Today, I was inspired all over again on making documentaries with simple equipment, but with head and heart fully engaged. In a TEDx talk, cameraman Albert Maysles lets us see documentary through his lens of a lifetime’s experience – along the way making films about a young upcoming Senator J F Kennedy, Marlon Brando, the Beatles in America, salesmen in the dying trade of selling Bibles door-to-door…. you will likely have seen some of his footage at some time in your life.
“There’s so many things out in the world that we need that direct representation of, so that we can all share in, not getting someone else’s opinion of what’s going on, but to have the experience of being there.”
– Albert Maysles
What is Direct Cinema?
Made possible in the late 1950s/early 1960s by cameras light enough to carry on the shoulder, it uses the minimum of equipment and team to record what’s happening, without voiceovers or interviews and place the viewer as if ‘in the room’. It leapt into prominence with its use on the campaign trail with J F K in the film “Primary” (Albert shot some of the footage along with Richard Leacock and D A Pennebaker).
“If the camera person has the eye of a poet, and is very sensitive to what’s going on and knows how to shoot it, that result for us is even better than having been there for ourselves because the eye is so good at detecting and getting it just right.”
– Albert Maysles
Does it matter?
Albert’s interest in filmmaking began as a professor in Psychology, and he brings that insight, interest and love of people into how he makes films.
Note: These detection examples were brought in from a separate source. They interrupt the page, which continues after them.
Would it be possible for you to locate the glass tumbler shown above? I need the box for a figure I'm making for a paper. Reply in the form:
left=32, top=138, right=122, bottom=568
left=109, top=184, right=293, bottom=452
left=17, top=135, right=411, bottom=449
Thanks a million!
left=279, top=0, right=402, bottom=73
In the TEDX talk, he expresses concern that almost all news broadcast is solely bad news. At the time of speaking (2011) he wanted to record a documentary with Medea Benjamin (co-founder of the peace group Pink Code) “because she’s totally engaged in peace-making – not war-making, not killing, but saving lives. And I know that if I had the opportunity to be with her in the process of peace-making, her experience would be the experience for everybody seeing that film, maybe 50 million people and get us in the mood for having confidence that peace is possible and that there are people who can do it” (timestamp: 13 mins in)
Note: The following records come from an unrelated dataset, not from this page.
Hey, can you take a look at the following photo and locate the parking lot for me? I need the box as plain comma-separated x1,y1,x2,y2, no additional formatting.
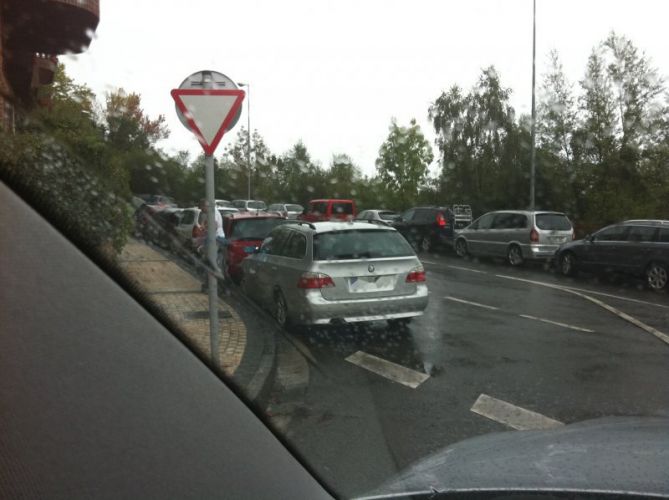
270,253,669,495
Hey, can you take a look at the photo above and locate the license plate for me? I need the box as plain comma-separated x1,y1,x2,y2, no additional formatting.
348,276,395,293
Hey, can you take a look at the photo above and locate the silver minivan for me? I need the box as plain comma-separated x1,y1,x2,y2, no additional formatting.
454,210,574,266
241,222,428,326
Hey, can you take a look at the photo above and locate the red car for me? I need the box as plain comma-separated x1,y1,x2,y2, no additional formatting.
219,212,288,283
298,199,358,222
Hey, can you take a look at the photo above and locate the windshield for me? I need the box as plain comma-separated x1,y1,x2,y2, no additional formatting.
314,229,414,260
535,214,571,231
5,0,669,498
229,218,286,240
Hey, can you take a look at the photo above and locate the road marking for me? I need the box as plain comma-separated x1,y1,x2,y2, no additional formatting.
495,274,669,309
420,259,489,274
471,394,564,431
444,295,499,311
518,314,595,333
346,351,430,389
495,274,669,344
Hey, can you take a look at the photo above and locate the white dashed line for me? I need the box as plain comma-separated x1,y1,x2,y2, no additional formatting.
518,314,595,333
471,394,564,431
444,295,499,311
346,351,430,389
495,274,669,344
495,274,669,309
444,295,595,333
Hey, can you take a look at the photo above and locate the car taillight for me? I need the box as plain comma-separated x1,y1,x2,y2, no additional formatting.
406,266,425,283
297,273,334,289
The more cynically minded media theorists will query all of this, especially that a documentary could change people’s engrained life and political attitudes – but Albert has actually claimed that the shared experience is powerful, and that it opens the mind to other possibilities than our own experience alone would not grant us.
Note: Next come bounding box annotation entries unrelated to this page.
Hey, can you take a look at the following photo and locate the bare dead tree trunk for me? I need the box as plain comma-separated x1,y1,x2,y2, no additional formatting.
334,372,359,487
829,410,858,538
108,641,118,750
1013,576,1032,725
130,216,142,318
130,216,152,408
It is also worth considering whether the presence of a camera affects the action happening at the time. Do people over-react, knowing it’s there?
In the end, Albert did not get to record with Medea Benjamin, as he died of pancreatic cancer some 4 years after this TEDx talk was released. Working to very near the end, there were 2 documentaries released in the year of his death: Iris (about fashion icon Iris Apfel) and one “In Transit” on a long train journey across America (which he proposed during the TEDx talk). “Iris” was given to me by a friend because of its subject matter, as I had recently become interested in the imaginatively dressed Iris (“My mother worshipped at the altar of accessories”.)
It’s worth watching this 22 minute TedX talk because Albert:
- shows how to be a cameraman trusted by others to tell their life stories
- helps you think through how to go about telling a story (most internet writing is on the tech to use, the latest camera software etc)
- has the experience of standing at the shoulder of history-makers (JFK, Fidel Castro, Beatles)
- is humane
- is a good anecdote teller
- worked at such quality that 2 of his documentaries received Oscar nominations
“Get Closer”
This is Albert’s vision and can be seen in his style of shooting film, tightly framed and closeup:
“to humanise so that we could get that much closer to people… get closer, not as a diversion, but as an engagement”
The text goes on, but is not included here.